Reflecting on 30 Years of South African Democracy Through the Lens of Brazil

Published 25 September 2024 in Blog

As South Africa commemorates thirty years of democracy, the exhibition We, The Purple offers a profound space for reflection. In a unique cross-cultural dialogue, Georgia Nasseh, the BRIDGE Fellow at the Javett Art Centre at the University of Pretoria (Javett-UP), encourages us to explore the democratic journeys of SA and Brazil—two young democracies that emerged from oppressive regimes. What lessons can South Africans learn from Brazil’s handling of the post-dictatorship era, and how can Brazilians learn from SA’s approach to post-apartheid reconciliation and nation-building?

 

On 18 September, the Javett-UP hosted a screening of three Brazilian short films, produced in the wake of Brazil’s twenty-one-year military dictatorship (1964–1985) under the banner Represent/ Re-present Interrogating the Turn to Democracy in Brazil and South Africa. These films—The Day Dorival Faced the Guards (1986), Chico (2017), and República (2020)—provide a cinematic lens into Brazil's complex transition from dictatorship to democracy, paralleling South Africa’s struggles with apartheid and its pursuit of liberation. Through the screening and a subsequent Q&A, participants reflected on the histories of repression and resistance that shaped both nations. 

 

Following the screening, a closed collage-making workshop titled “Living School: Artists As” was held with students from the University of Pretoria’s Visual Culture Studies. Led by Nasseh and Javett-UP’s Education and Mediation Curator, Puleng Plessie, the workshop invited students to engage creatively with representations of democracy by examining archival materials from two pivotal years: Brazil’s return to civilian rule in 1985 and South Africa’s 1994 democratic transition.
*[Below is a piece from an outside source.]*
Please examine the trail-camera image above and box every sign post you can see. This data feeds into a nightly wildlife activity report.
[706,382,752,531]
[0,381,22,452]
This workshop offered a space for collective exploration of how art can represent and reinterpret history, deepening our understanding of how societies confront their pasts. 

 

With SA’s marking of thirty years of democracy, the conversations initiated through We, The Purple exhibition will continue to resonate, reminding us of the importance of global solidarity in the ongoing struggle for freedom and democracy.

 

Georgia Nasseh completed a PhD in Medieval and Modern Languages at the University of Oxford in 2023. Her research was concerned with multilingualism and translationality, with an emphasis on the work of Angolan author José Luandino Vieira. She read for a BA in English at Queen Mary, University of London and for an MSt in English at the University of Oxford. More recently, she has acted as Departmental Lectureship in Portuguese at the Faculty of Medieval and Modern Languages, University of Oxford and as Coordinator of the Oxford Comparative Criticism and Translation (OCCT) Research Centre, based at St Anne's College, Oxford. She is an incoming Junior Research Fellow in the Literature of the Global South at King's College, Cambridge. Georgia is originally from Rio de Janeiro, Brazil.